Distributed Cooperative Energy Management in Smart Microgrids with Solar Energy Prediction

Abstract

Smart Microgrid (SMG), integrated with renewable energy, energy storage system and advanced bidirectional communication network, has been envisioned to improve efficiency and reliability of power delivery. However, the stochastic nature of renewable energy and privacy concerns due to intensive bidirectional data exchange make the traditional energy management system (EMS) perform poorly. In order to improve operational efficiency and customers’ satisfaction, we propose a distributed cooperative energy management system (DCEMS). We adopt recurrent neural network with long short-term memory to predict the solar energy generation with high accuracy.
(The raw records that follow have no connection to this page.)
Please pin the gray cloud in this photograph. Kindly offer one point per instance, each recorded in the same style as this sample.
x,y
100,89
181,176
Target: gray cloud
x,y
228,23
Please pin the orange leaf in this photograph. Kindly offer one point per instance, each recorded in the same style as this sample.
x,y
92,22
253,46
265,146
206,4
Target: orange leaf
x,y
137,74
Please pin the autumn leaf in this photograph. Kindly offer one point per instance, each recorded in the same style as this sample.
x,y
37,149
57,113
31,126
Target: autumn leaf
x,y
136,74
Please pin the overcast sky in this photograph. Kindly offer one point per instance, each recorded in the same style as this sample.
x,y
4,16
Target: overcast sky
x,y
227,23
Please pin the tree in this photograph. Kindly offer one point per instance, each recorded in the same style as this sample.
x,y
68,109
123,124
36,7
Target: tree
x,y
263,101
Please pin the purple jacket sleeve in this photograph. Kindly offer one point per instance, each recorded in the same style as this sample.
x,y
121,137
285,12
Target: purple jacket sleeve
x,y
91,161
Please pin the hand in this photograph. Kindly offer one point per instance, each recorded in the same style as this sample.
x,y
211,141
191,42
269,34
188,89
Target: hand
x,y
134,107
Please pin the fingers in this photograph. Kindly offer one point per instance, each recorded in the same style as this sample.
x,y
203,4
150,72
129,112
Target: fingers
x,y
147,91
We then solve the underlying economic dispatch problem with distributed scalable Alternating Direction Method of Multipliers (ADMM) algorithm to avoid single point of failure problem and preserve customers’ privacy. In the first stage, each SMG optimizes its operation decision vector in a centralized manner based on one-day ahead solar energy generation prediction. In the second stage, all SMGs share their energy exchange information with directly connected neighboring SMGs to cooperatively optimize the global operation cost. The proposed DCEMS is deployed in our distributed SMGs emulation platform and its performance is compared with other approaches. The results show that the proposed DCEMS outperforms heuristic rule-based EMS by more than 30%. It can also protect customers’ privacy and avoid single point of failure without degrading performance too much compared to centralized EMS.